We see that all of the song-to-song distances are significantly changed by homogenization.
The r-precision values are more mixed. For the distance-based method, only the highest threshold (the one with the least affect) was not significantly changed. For the activation-based method, only the lowest two thresholds are significant. This means our only hope at improvement (activation homogenization at a -100 threshold) does not have statistically large enough lead to mean anything. Oh well.
The reason we see no significance in the hubness with the t-test is that it's a constant sum measure, so all of the changes will cancel out and the mean remains the same (in fact, equals the number of occurances we observe, in this case 100). This way our null hypothesis of a zero mean difference distribution will always be true.
Looking at the distributions of hubness differences (dist, act) , it seems they aren't really normal: some seem to have a marked skew. A better significance test for hubness change is the Wilcoxon signed-rank test, where the null hypothesis is that the median difference between pairs is zero. More tables!

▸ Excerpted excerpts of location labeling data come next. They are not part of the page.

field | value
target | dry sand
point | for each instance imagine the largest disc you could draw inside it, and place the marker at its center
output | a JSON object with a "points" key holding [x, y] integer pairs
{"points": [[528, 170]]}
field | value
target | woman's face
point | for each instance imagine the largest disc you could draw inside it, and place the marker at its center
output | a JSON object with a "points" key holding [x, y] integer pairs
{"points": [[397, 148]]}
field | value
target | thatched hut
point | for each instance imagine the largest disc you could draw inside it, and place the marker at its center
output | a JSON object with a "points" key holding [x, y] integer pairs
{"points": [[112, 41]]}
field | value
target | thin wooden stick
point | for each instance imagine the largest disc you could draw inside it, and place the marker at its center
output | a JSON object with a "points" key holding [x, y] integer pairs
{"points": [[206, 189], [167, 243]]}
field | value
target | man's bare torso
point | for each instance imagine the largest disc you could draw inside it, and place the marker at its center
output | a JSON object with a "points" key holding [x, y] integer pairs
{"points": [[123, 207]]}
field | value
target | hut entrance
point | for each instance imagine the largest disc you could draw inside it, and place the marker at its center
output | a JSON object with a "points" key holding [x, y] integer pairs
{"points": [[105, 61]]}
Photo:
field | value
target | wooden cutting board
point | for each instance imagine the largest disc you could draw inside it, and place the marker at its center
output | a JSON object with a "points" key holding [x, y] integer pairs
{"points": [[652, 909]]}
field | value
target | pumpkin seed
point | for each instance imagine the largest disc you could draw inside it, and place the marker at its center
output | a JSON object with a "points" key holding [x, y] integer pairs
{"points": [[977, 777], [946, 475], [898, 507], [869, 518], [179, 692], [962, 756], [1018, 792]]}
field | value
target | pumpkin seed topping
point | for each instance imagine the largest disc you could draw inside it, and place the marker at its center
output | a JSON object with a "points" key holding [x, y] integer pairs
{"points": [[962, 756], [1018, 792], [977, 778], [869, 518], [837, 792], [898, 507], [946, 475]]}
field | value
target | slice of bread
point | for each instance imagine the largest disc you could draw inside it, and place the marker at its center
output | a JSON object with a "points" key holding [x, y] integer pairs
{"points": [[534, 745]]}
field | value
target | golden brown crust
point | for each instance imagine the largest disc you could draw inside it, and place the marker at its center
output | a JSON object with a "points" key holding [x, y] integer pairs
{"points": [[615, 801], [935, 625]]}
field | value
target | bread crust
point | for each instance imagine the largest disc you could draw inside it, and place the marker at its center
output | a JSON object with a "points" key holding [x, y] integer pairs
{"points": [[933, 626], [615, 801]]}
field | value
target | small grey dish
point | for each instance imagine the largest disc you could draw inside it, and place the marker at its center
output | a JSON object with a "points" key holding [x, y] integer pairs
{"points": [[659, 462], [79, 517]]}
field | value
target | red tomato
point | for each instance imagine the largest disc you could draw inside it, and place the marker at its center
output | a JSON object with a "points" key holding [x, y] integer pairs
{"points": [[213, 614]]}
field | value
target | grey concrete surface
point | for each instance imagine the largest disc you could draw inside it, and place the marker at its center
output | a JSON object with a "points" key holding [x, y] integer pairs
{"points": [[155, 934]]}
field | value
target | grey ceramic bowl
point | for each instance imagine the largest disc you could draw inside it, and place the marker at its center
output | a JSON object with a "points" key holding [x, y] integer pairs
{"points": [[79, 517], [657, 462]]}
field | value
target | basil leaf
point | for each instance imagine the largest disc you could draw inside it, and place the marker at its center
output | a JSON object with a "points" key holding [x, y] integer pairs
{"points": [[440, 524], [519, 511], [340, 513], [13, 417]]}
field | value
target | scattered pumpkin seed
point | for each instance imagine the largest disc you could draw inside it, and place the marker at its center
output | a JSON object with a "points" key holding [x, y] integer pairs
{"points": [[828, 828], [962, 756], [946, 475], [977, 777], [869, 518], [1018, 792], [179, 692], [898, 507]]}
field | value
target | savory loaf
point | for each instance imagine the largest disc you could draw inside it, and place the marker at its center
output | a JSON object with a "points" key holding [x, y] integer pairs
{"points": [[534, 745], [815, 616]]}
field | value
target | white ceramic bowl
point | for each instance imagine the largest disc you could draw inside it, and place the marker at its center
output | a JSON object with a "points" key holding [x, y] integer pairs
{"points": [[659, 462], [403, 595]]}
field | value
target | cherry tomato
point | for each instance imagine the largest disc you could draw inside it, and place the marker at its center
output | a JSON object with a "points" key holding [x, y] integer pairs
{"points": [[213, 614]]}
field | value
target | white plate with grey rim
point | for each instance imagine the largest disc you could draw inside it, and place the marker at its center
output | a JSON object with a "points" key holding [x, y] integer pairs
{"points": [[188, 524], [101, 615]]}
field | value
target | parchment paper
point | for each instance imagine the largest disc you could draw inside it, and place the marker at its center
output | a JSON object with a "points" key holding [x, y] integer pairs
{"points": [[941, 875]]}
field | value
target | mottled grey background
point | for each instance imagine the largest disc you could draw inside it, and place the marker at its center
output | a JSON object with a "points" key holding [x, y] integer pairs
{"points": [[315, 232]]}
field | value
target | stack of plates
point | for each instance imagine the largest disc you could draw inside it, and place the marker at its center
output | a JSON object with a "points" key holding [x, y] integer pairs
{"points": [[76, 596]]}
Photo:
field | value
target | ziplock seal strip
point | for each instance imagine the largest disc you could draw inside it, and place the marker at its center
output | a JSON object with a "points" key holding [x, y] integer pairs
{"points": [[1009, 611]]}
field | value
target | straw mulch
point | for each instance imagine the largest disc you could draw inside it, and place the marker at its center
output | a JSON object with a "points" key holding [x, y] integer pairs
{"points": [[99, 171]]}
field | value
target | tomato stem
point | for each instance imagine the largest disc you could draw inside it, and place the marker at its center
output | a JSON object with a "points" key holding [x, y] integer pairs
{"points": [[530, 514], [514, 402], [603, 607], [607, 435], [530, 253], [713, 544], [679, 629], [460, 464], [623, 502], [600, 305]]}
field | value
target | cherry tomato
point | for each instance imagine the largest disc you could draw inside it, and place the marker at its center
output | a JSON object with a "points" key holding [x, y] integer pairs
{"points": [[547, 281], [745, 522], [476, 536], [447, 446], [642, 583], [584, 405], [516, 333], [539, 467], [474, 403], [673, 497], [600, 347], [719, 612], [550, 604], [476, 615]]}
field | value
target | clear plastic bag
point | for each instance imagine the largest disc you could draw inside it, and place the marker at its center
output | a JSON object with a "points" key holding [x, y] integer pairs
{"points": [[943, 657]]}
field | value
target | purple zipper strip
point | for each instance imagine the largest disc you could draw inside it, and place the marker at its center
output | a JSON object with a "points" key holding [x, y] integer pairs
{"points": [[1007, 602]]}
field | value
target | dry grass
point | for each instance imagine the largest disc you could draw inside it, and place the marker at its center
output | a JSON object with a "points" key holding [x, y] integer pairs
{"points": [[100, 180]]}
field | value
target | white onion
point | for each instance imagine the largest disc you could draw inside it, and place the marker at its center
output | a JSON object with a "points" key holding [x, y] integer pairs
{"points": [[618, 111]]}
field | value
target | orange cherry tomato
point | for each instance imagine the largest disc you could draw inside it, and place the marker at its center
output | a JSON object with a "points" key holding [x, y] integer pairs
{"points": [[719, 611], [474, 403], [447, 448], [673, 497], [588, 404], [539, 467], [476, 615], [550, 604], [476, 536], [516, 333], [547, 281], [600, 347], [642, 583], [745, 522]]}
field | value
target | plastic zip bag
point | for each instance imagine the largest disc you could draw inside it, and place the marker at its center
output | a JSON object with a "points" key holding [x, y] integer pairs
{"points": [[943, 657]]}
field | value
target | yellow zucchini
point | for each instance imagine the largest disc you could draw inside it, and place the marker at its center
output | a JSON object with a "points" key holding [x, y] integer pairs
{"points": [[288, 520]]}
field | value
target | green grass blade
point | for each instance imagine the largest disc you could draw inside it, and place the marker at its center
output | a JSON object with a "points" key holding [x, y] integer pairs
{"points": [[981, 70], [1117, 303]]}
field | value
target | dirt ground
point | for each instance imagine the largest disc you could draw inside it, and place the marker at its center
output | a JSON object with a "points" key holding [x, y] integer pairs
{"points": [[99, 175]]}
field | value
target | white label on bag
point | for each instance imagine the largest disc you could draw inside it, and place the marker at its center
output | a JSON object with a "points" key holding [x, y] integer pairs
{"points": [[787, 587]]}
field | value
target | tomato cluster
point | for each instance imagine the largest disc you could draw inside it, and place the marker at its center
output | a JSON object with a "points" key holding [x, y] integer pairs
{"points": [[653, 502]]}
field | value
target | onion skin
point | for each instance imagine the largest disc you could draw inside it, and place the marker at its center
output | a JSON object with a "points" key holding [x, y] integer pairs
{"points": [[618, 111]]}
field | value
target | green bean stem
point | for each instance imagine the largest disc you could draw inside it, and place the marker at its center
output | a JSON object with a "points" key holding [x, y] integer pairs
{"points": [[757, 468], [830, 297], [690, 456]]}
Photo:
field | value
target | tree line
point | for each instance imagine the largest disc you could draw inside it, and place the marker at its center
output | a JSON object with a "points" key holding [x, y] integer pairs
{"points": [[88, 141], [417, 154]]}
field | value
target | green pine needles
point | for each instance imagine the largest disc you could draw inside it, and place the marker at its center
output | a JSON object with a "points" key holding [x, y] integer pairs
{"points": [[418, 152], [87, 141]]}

Now, we see some significance. For the distance-based method, the top three thresholds have seemingly small difference medians (2, 2, and 1, meaning the homogenization decreased the median song's occurances by 2, 2, and 1 occurances, respectively) but large enough to be significant. The top three thresholds for the activation-based method were also significant (with 95% confidence). This is encouraging, but the changes are still small.
I'd love to hear any suggestions or complaints; my stats skills are admittedly a little rusty.